Today's market is the same pattern as usual Fed meeting, major averages made some sharp swings with the release of the statement, a big swing up followed by a big swing down. The market liked the fact that the Fed said it will take whatever measures are necessary to keep the economy from slipping further. Investors viewed that as sign that the Fed may implement further easing measures in the future if they need to. Then, the rally lost steam, as investors considered the Fed's economic outlook and the effectiveness of the possible stimulus measures.
Technically, market reached the January high 1050 Today. If you did read my prior posts on July,26 Bulls' sudden death resistance 1145-1150 and July,27 Short term flash point 1145-1150 , you should know the importance of this resistance.
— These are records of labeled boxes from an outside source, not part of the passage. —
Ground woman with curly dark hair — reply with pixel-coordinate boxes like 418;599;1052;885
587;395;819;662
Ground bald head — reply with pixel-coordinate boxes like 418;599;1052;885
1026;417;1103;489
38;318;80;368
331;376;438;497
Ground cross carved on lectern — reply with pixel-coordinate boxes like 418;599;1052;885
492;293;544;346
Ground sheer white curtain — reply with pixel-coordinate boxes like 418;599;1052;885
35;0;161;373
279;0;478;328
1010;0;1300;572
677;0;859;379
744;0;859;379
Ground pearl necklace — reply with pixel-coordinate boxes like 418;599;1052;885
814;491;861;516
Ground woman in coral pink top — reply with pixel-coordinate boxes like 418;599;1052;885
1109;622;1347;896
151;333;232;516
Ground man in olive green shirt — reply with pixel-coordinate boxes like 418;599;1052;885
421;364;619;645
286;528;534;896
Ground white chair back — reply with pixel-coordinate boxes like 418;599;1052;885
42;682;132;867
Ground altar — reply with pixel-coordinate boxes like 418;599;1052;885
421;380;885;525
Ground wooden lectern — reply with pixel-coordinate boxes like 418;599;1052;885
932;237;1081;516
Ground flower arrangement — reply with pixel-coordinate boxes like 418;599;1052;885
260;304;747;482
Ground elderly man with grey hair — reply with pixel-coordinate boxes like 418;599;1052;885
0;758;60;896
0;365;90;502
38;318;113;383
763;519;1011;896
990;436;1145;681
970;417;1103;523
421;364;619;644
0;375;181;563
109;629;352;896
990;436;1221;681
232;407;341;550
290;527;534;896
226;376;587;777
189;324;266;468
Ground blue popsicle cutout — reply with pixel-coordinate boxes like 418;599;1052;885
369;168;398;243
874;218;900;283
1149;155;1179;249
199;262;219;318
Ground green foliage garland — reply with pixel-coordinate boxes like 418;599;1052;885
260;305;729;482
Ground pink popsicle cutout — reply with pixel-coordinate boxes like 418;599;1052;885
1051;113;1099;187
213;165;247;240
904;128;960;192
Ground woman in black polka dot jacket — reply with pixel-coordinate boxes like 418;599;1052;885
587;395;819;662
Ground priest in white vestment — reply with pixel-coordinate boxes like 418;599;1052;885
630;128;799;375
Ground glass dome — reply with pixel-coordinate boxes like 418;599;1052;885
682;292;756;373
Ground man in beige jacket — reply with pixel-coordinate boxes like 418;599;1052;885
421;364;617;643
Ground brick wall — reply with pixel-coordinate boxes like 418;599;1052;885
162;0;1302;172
Today's market is a red flag to the bulls. Market go all the way to 1150, then close almost at the low of the day. Today's candlestick chart show a reverse signal, however we need to see a huge selloff day tomorrow for confirmation.
By this time, you shouldn't hold any long position, or at least trim down to 20% stocks in your portfolio. Aggressive traders should start to accumulate short or inverse ETF. I have already bought some 3x inverse ETF (SPXU) when S&P500 hit 1137 today. Just a reminder, I don't expect market will break support 1130 in a easy manner. But I am comfortable and willing to hold some short at this critical resistance combine with current short term overbought level. In the meantime, the risk reward ratio is definitely favor the bears.